Dizziness. Disorientation. Memory gaps. Slurred speech. Insomnia. Tremors. Nausea.

Her breath caught.

She read it again. And again.

Then—buried in the medical jargon, in the long lists of side effects she hadn’t wanted to see—two words stood out, sharp and jagged in the dim glow of the screen.

Physically addictive.

The floor felt like it had disappeared beneath her.

Her mouth went dry. She wanted to close the tab. She wanted to not know.

But it was too late.

This wasn’t just trauma.

This was something else.

Something inside her had been taken, changed, and she hadn’t even known until now.

Her ex’s voice echoed in her skull, warped and distant, a memory that didn’t feel like hers anymore. The soft lilt of an apology. A drink pressed into her hands. A promise that things would be different.

A sob crawled up her throat, raw and broken.

She had thought she was already at the worst part. That the worst part was the blank spaces, the unanswered questions, the way her body felt wrong without explanation.

But this was worse.

Because now she knew how to make it go away.

She didn’t remember leaving her apartment.

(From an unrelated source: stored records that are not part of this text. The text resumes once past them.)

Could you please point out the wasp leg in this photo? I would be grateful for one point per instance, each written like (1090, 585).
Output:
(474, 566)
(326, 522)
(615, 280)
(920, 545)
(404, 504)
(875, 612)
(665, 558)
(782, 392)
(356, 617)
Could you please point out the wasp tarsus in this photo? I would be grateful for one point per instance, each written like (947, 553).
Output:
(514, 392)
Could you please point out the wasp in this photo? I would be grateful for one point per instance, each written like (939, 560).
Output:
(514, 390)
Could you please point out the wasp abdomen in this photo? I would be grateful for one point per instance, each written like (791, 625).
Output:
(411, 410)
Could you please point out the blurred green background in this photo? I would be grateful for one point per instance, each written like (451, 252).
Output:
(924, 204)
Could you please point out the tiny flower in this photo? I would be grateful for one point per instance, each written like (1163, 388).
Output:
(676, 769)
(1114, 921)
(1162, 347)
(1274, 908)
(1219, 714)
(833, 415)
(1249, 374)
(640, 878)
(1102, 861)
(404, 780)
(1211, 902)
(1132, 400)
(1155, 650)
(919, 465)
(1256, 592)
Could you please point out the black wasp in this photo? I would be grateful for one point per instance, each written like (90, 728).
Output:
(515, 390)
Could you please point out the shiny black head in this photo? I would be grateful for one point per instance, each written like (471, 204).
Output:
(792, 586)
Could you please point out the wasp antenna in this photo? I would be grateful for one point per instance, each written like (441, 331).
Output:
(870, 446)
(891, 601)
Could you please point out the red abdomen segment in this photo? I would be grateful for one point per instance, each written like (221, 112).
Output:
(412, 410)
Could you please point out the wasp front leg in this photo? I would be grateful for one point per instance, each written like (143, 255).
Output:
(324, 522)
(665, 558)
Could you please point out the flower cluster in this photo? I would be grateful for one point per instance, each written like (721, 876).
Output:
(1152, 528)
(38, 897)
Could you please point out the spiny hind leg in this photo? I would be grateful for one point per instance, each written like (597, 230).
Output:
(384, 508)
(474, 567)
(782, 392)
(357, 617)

One moment, she was sitting at her desk, the glow of the computer screen burning into her retinas. The next, she was outside, barefoot, her thin pajama pants dragging against the pavement. The night air pressed cold against her skin, but she barely felt it.

Her feet carried her forward, though she couldn’t remember deciding to walk. The streets were nearly empty, just the occasional pair of headlights sweeping past. She didn’t know how long she had been out here. Didn’t know where she was going.

Until she was standing in front of the door.

Her ex’s apartment loomed in front of her, a familiar shape in the darkness. She hadn’t been here in months. Had sworn she never would again.

Her breath came fast and shallow as she stared at the door. Her feet ached from walking, her body vibrating with exhaustion, with sickness, with need. She should turn around. She shouldn’t be here.

But she couldn’t go back.

She raised her fist and knocked.

A few seconds passed. Then the door cracked open, and her ex stood in the frame, her eyes widening in something that looked like fear. Not fear of her, but fear of what she might say. Fear of being confronted. Of being reported.

But the girl wasn’t here for justice.

Her voice broke as she spoke, her words spilling out in a desperate, incoherent flood. She didn’t want to feel like this anymore. She couldn’t do this. She just wanted to be normal again. She just wanted to sleep.

Her ex swallowed hard, hesitating.

Then, after a long, tense moment, she stepped back, opening the door wider, with a malicious and cruel grin spreading on her face.

"Come on in. Let me get you another drink.”